ものづくり産業と連携した石川型低コスト高収益農業モデルの開発

東レ株式会社/石川県・公益財団法人いしかわ農業総合支援機構

業種:その他/製造業
掲載日 2019年12月20日
適応分野 農業・林業・水産業

会社概要

東レロゴ

東レ株式会社:1926年創業の化学メーカー。ナイロン、ポリエステル、アクリル等の繊維を始め、プラスチック・ケミカルや情報通信材料等、日用雑貨から産業用途の化学製品を幅広く展開。グループが目指す企業イメージの一つに「グリーンイノベーションの東レ」を掲げ、地球温暖化防止や資源の有効活用につながる画期的な技術や製品の開発に取り組んでいる。

石川県・公益財団法人いしかわ農業総合支援機構:石川県では「ものづくり産業と連携した石川型低コスト高収益農業モデルの開発」というテーマを掲げ、農業に関する総合窓口として公益財団法人いしかわ農業総合支援機構を2014年に設立し、農地の確保・斡旋から人材確保、経営の支援までをワンストップで行う体制で多彩な活動に取り組んでいる。

気候変動による影響

近年の気候変動による気温上昇は、農作物の成育不良や品質低下等の生産性低下を招いており、さらには夏場のハウス内労働環境の悪化による農業従事者に対する熱中症等暑熱による影響が懸念される。
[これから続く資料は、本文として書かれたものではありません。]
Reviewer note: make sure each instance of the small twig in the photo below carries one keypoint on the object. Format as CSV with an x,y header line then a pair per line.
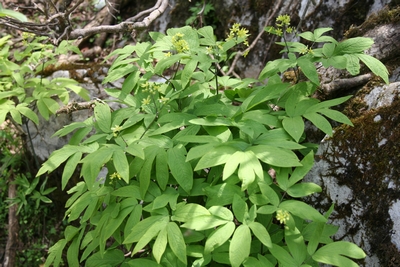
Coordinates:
x,y
253,44
340,84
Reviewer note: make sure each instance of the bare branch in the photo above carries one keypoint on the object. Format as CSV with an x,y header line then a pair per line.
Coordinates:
x,y
58,26
253,44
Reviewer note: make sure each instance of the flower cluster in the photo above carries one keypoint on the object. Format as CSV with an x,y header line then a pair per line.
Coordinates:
x,y
237,33
116,129
152,89
179,43
115,175
282,25
282,216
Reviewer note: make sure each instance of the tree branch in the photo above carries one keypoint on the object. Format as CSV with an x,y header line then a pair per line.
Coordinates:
x,y
58,26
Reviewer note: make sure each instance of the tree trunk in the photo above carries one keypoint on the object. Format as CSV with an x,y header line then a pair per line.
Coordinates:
x,y
13,227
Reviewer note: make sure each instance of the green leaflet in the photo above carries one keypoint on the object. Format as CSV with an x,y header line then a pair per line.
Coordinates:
x,y
377,67
275,156
176,241
296,245
294,126
102,114
261,233
239,248
302,210
336,254
180,169
160,244
219,236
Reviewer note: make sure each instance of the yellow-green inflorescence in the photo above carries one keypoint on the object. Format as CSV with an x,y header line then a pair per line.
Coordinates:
x,y
282,26
115,175
180,45
238,34
116,129
282,216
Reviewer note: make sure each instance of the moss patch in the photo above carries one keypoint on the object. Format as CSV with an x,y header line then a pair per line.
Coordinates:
x,y
371,150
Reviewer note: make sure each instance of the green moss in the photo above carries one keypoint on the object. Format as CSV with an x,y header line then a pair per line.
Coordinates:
x,y
372,151
384,16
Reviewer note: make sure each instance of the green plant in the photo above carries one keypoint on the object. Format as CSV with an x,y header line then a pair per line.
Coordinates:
x,y
22,87
23,90
189,159
201,11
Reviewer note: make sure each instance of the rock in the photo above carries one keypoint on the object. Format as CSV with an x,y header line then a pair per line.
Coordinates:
x,y
358,169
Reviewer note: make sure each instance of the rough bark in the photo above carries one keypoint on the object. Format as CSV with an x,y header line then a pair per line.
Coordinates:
x,y
13,227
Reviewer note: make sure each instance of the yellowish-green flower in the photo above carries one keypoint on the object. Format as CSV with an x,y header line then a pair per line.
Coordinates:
x,y
146,101
235,27
180,45
304,50
243,33
283,20
282,216
115,175
209,50
163,99
290,29
116,129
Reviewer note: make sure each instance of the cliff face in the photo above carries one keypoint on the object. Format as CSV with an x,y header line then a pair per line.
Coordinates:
x,y
359,167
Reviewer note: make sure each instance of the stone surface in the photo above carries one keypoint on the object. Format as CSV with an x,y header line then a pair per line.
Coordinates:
x,y
358,169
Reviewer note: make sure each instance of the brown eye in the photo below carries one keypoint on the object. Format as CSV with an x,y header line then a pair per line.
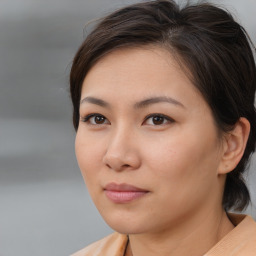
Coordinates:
x,y
99,119
157,119
95,119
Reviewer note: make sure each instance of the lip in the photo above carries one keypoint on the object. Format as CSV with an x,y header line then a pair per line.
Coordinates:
x,y
123,193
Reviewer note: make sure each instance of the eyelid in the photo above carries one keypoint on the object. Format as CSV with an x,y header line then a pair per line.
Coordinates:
x,y
169,119
87,118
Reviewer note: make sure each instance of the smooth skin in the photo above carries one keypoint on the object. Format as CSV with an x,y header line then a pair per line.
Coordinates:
x,y
142,122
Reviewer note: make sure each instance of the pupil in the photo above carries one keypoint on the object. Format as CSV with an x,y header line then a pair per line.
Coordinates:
x,y
99,119
158,120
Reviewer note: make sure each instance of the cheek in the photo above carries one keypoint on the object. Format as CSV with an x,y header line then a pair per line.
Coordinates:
x,y
88,155
182,160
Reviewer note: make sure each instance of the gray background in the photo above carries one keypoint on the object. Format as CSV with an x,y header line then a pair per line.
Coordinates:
x,y
44,206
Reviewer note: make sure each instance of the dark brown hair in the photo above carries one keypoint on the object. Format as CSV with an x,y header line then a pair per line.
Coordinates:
x,y
211,45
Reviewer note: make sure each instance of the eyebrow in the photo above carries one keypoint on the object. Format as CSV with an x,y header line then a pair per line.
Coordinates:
x,y
95,101
140,104
154,100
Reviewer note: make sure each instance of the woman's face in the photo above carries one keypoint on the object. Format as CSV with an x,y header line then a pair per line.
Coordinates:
x,y
147,144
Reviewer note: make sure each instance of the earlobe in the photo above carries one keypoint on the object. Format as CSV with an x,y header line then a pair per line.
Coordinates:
x,y
234,145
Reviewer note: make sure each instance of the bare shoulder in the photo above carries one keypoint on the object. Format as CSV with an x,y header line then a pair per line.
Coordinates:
x,y
113,244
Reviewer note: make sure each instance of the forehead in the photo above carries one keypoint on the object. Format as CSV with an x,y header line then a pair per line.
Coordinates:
x,y
135,72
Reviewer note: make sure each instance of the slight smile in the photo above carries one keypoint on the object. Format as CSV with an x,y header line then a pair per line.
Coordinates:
x,y
123,193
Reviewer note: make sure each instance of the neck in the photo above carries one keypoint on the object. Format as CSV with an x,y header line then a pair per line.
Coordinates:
x,y
181,241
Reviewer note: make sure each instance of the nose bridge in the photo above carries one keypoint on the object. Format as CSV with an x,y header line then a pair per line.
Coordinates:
x,y
121,149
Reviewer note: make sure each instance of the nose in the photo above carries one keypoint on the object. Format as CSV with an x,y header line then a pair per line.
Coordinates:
x,y
122,151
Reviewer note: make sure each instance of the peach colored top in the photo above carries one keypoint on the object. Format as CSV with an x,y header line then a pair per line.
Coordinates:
x,y
241,241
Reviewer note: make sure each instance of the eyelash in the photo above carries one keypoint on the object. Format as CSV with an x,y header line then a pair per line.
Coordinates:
x,y
165,118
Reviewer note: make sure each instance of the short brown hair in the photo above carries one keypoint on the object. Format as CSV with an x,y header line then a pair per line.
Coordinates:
x,y
210,43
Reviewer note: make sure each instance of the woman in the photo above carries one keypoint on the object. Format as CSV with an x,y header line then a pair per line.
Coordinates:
x,y
164,111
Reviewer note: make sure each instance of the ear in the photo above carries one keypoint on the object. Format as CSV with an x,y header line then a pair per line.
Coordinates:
x,y
234,143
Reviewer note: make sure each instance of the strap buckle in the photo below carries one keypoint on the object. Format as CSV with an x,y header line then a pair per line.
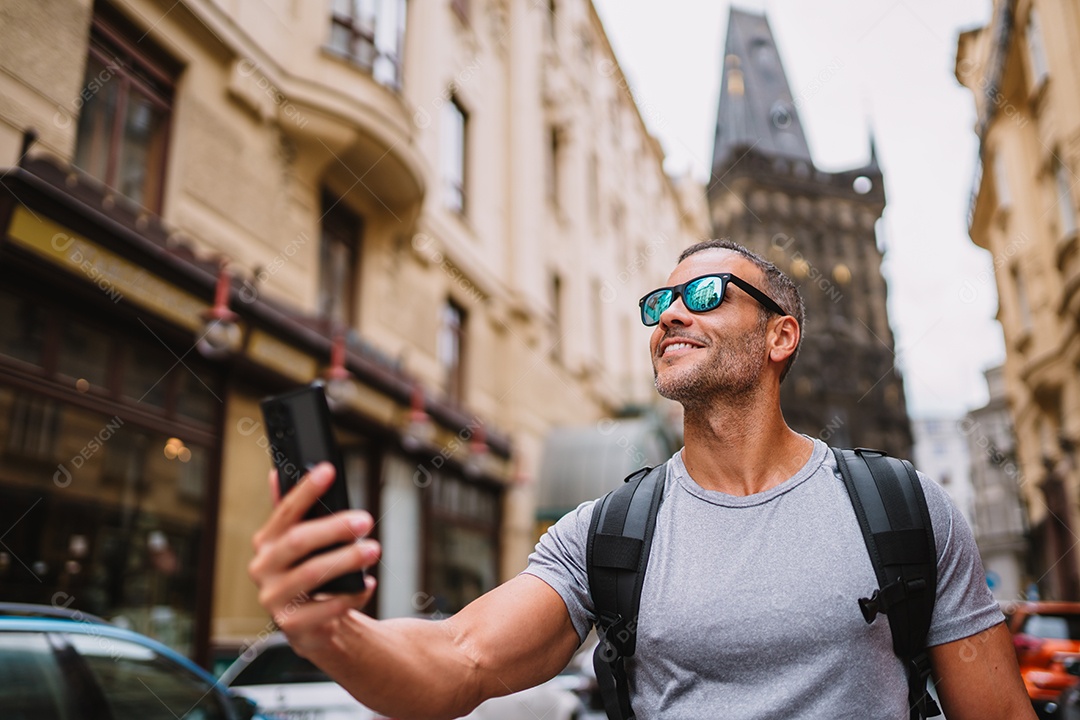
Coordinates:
x,y
918,695
883,599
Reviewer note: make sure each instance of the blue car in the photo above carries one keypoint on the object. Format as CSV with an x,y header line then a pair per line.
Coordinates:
x,y
62,665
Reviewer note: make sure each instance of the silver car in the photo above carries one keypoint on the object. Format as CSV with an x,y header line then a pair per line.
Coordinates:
x,y
288,687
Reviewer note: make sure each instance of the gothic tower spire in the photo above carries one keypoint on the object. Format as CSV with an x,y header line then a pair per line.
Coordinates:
x,y
756,108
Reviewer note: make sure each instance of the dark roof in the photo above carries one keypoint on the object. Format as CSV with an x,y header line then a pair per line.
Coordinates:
x,y
756,109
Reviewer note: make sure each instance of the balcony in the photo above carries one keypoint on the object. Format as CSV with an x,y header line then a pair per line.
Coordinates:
x,y
339,104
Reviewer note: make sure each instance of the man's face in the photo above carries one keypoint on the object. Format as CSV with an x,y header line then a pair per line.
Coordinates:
x,y
698,358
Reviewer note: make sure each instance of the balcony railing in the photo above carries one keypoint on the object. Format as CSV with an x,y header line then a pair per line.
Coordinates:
x,y
372,35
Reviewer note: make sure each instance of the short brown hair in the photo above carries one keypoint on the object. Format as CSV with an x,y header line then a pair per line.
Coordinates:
x,y
778,286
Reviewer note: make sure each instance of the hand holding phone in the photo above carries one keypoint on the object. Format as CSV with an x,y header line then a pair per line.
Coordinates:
x,y
301,435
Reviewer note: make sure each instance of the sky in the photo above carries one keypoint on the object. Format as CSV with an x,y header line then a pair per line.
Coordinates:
x,y
854,67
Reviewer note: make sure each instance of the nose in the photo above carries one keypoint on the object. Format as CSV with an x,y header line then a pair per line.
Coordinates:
x,y
675,313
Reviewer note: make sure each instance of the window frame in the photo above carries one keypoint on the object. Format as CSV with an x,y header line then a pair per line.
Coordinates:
x,y
149,73
340,225
1035,41
455,173
353,25
454,371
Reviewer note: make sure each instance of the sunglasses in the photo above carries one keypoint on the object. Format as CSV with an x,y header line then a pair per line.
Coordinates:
x,y
700,295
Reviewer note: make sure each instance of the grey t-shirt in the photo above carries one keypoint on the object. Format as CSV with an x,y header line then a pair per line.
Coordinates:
x,y
750,605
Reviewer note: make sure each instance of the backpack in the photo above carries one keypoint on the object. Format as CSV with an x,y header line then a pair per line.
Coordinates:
x,y
891,508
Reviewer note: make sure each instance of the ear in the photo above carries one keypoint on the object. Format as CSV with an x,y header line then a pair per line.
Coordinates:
x,y
784,338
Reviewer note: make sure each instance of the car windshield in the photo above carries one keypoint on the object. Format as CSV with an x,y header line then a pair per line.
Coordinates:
x,y
279,664
1053,627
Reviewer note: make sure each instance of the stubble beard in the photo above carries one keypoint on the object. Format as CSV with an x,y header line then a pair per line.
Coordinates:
x,y
728,377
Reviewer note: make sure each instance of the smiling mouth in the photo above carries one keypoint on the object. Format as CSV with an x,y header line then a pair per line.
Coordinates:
x,y
677,348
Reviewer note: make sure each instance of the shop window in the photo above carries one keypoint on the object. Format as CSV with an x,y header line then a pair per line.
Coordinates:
x,y
22,334
453,154
338,262
84,354
146,374
115,519
450,348
126,105
372,35
462,542
1066,208
32,424
194,398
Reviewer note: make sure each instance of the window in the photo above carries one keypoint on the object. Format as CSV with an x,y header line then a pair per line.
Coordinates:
x,y
551,17
554,150
1001,181
453,155
372,35
460,9
462,542
338,262
450,349
126,104
1066,208
34,685
1037,52
1023,303
556,315
137,682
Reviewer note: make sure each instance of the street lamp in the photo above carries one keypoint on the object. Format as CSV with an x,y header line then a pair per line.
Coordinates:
x,y
419,432
340,391
219,335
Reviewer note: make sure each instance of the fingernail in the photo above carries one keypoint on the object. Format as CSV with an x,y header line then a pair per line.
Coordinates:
x,y
321,474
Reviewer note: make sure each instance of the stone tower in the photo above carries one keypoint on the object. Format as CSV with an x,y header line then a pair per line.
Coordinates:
x,y
819,227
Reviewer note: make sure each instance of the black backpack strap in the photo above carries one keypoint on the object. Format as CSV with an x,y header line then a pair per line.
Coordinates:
x,y
620,535
891,507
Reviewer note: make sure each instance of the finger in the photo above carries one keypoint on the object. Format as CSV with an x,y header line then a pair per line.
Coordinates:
x,y
306,538
300,617
301,581
299,499
274,488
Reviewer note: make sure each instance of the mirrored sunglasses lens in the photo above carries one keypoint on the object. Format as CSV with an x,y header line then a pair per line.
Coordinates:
x,y
655,306
703,295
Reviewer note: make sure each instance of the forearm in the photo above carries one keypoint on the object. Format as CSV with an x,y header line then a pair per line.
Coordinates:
x,y
405,667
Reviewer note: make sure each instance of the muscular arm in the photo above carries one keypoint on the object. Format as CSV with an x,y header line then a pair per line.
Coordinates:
x,y
516,636
977,678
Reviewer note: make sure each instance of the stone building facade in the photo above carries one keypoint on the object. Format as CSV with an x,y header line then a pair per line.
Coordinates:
x,y
1023,69
819,227
445,208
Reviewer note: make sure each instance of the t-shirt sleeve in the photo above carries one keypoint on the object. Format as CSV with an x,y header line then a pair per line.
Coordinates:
x,y
559,560
964,605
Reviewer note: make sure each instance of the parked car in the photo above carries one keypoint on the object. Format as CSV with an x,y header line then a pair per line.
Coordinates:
x,y
1045,634
287,685
61,664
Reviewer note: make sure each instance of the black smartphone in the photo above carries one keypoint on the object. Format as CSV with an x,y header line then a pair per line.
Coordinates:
x,y
301,436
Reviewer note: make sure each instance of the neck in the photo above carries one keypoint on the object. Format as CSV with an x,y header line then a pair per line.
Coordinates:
x,y
741,449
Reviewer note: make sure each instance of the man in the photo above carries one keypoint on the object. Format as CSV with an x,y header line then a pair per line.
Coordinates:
x,y
750,603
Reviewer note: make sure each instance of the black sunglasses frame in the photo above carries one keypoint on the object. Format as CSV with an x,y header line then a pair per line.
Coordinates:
x,y
678,291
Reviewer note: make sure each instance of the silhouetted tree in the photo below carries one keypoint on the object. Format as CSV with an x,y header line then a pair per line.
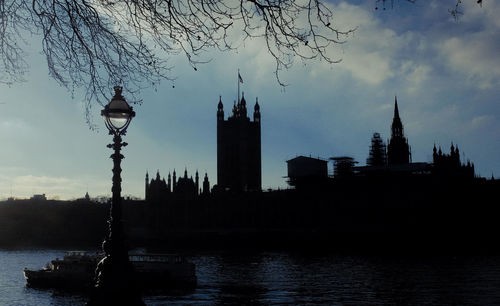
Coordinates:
x,y
98,44
378,152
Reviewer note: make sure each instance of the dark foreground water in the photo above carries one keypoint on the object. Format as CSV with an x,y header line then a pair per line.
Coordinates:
x,y
290,278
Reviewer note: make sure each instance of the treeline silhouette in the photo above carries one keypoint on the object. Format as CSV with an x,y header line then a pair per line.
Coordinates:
x,y
51,223
386,214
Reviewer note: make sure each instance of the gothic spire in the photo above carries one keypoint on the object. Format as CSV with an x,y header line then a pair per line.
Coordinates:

東レと石川県は遮熱資材を活用した新規農業モデルの開発により、これら課題の解決に取り組んでいる。

適応に関する取り組み

気候変動による気温上昇が進む中、石川県のテーマである「ものづくり産業と連携した石川型低コスト高収益農業モデルの開発」をもとに、東レと石川県は、農業用ハウスで夏場の栽培が難しいハウストマト等の施設園芸作物の成育改善を目的とした農業用遮熱シート(図1)の検討を開始し、2018年に東レ・石川県・県内トマト農家の官民連携による農業プロジェクト「新たな遮熱資材を活用した高収益施設園芸モデル構築コンソーシアム」を発足させ、ハウストマトをターゲットに取組を進めている(農林水産省「平成30年度 農業界と経済界の連携による生産性向上モデル農業確立実証事業※」に採択)。

実用化に向けて検討を進めている、東レの農業用遮熱シートは、遮熱物質を練り込んだ糸から構成されており、トマト等の農作物の成育に必要な光を通す効果(高採光性)と、太陽光からの熱を遮断する効果(高遮熱性)を両立することを特徴とする。

図1 農業用ハウスへの遮熱シート設置状況

効果/期待される効果等

農業用ハウス内部の室温が高くなる夏場では、成育不良や品質低下により農作物の収穫量低下が著しく、特にハウストマトは着果不良や裂果などの高温障害を起こすことから品質管理が難しく、現状、収穫は春と秋に限られている。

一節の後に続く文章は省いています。